There is nothing so stupid or dangerous that people won’t eagerly do it, if by doing it they will make others believe they are better or stronger or more honorable.

Any dog can do that. Are you a dog? You’re not a human being until you value something more than the life of your body. And the greater the thing you live and die for, the greater you are.

The only people awake long enough to accomplish anything were the second-rate minds. Almost every nation does that to themselves, given enough time. They make their great minds so secure, they bog them down so much with being honored and famous, that they never accomplish anything in their lives. I was not a genius. I was merely clever and awake.

“You had no choice.”

“No, but you’d be amazed at how often people who have no choice act as if they had one, and lose everything because they could not bear to do what had to be done.”

That is civilization, to bear pain for the sake of joy. Hoom grew up before I. He found out that if you try to eliminate the pain from your life, you destroy all hope of pleasure, too. They come from the same place. Kill one, you’ve killed all.
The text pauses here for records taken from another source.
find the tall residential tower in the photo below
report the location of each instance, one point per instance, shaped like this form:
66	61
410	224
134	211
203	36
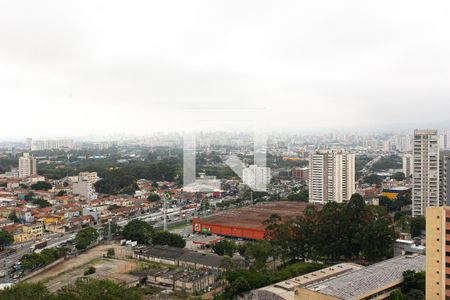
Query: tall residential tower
27	165
425	190
331	176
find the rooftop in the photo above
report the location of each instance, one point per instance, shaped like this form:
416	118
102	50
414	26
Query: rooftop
362	282
285	289
253	216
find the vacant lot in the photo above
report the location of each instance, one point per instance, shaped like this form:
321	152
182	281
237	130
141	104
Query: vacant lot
73	263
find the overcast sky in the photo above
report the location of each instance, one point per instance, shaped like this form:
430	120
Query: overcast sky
97	67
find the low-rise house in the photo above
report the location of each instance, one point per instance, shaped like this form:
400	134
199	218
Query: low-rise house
191	281
178	257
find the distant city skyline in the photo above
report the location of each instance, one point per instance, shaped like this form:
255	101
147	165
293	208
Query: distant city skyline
67	70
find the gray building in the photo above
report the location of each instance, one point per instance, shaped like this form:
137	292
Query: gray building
444	176
425	190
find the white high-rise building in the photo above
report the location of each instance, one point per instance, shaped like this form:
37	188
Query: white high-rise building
331	176
27	166
257	178
85	185
425	190
444	176
408	165
51	144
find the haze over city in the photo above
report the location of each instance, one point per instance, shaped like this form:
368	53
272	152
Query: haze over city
95	68
224	150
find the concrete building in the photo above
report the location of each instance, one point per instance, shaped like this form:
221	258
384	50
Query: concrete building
191	281
438	253
376	281
426	171
444	176
27	166
331	176
408	165
51	144
85	185
256	177
406	247
285	290
300	174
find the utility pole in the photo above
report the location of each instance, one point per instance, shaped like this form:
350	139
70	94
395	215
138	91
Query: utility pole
109	230
166	197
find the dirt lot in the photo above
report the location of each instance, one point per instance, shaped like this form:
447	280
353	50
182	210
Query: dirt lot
103	266
74	263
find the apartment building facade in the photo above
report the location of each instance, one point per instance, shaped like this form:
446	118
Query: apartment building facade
331	176
425	190
27	165
438	253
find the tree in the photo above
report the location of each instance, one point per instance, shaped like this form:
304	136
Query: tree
355	225
97	289
399	176
153	198
169	239
6	239
415	295
110	252
378	235
13	217
397	295
42	186
417	226
115	229
413	281
259	251
41	203
139	231
373	179
332	227
304	232
25	291
302	196
89	271
224	248
47	256
85	237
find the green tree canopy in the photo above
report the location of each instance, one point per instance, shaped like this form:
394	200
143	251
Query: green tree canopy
225	247
25	291
42	186
139	231
153	198
169	239
6	239
85	237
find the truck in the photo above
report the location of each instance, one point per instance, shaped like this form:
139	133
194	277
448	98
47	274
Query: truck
38	245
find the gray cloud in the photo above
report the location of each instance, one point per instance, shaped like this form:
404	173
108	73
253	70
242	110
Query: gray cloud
98	67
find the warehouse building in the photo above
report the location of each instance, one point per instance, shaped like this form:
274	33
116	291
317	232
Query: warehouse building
377	281
247	222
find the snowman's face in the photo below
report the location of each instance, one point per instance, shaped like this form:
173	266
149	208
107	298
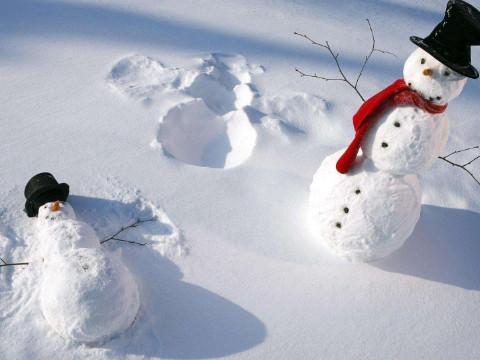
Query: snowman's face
431	79
55	211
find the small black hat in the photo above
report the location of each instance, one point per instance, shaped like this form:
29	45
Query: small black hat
451	40
43	188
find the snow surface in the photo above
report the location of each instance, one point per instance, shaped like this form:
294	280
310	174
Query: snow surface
86	294
231	269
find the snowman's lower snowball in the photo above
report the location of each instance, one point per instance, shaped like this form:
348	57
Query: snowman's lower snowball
88	296
364	215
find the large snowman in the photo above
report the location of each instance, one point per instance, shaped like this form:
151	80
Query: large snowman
86	295
365	200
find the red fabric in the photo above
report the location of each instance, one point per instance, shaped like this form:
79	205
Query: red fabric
397	94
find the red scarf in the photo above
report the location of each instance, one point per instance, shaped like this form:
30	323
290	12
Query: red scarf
397	94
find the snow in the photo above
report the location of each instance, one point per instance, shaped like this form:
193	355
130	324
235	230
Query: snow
364	215
231	269
86	294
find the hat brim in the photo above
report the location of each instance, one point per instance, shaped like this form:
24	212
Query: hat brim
61	189
468	71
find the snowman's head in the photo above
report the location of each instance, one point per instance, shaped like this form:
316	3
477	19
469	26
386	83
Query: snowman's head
55	211
431	79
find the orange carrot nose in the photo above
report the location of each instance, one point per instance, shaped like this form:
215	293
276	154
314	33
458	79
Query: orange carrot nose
427	72
55	206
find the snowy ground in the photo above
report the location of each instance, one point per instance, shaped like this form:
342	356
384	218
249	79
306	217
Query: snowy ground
191	110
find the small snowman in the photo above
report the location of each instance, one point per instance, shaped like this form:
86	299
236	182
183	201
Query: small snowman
86	295
364	206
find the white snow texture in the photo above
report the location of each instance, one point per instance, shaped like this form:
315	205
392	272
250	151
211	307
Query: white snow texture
371	211
86	295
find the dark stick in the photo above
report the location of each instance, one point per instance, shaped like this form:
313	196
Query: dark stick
343	77
4	263
463	166
137	223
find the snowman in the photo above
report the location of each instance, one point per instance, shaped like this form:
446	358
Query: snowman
86	295
365	200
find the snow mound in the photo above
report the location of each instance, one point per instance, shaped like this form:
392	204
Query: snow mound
364	215
142	77
88	296
202	122
299	114
194	134
113	205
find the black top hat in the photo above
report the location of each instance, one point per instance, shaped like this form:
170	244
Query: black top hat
450	41
43	188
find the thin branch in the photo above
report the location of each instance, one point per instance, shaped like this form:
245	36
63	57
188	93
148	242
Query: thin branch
463	150
302	74
137	223
344	78
464	166
4	263
129	241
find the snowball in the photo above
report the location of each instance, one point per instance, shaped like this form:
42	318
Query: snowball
364	215
88	296
441	86
406	140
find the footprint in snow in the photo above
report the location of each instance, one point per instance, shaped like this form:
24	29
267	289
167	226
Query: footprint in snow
208	109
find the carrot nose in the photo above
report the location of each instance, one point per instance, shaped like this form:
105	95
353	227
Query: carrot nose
427	72
55	206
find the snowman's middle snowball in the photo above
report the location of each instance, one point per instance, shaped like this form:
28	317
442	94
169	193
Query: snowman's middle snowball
382	209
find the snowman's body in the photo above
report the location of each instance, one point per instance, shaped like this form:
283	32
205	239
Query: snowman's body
406	140
86	295
369	212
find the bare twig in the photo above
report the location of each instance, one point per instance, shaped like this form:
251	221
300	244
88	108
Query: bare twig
463	166
4	263
137	223
335	56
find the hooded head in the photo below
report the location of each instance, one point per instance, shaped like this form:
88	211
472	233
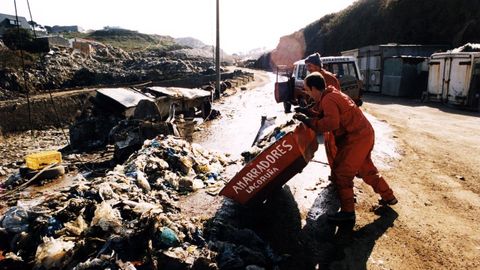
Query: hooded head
314	59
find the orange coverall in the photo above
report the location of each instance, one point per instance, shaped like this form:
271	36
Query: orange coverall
328	138
354	138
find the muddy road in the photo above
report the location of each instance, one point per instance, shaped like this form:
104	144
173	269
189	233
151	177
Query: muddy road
428	153
293	221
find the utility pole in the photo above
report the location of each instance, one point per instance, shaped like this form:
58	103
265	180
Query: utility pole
217	53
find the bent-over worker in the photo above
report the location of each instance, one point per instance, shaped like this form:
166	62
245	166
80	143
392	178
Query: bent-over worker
354	139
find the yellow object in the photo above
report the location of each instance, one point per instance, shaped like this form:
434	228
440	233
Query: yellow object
39	160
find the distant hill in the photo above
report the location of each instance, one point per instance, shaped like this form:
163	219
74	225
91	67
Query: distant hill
128	39
369	22
190	42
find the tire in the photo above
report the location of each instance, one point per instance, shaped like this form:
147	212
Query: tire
51	173
287	106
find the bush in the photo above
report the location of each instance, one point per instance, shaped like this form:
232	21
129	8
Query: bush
18	39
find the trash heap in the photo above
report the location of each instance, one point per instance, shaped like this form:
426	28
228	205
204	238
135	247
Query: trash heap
267	136
128	219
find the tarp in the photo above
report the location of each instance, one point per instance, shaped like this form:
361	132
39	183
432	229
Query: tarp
181	93
126	97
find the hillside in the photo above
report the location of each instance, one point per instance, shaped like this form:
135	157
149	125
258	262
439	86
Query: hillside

But if there were no pain, if there were no fear, then what does it matter that we live together, that our lives touch? If our actions have no consequences, if nothing can be bad, then we might as well die, all of us, because we are just machines, contented machines, well oiled and running smoothly with no need to think, nothing to value, because there are no problems to solve and nothing we can lose. You love Hoom because of what he did in the face of pain. And because you love him, you have become him, in part, and others, knowing you, will also become him, in part. It’s how we stay alive in the world, is in the people who become us when we’re gone.

And they looked into their own hearts, and saw what memories had endured through all the ages of time, and they were memories of struggle and accomplishment, sacrifices – these had lasted, while the simple contentment had not. They saw that this was what had made them good, even in their own eyes; and because they had left the rest of man no evils to overcome, they had robbed them of the hope of greatness, of the possibility of joy.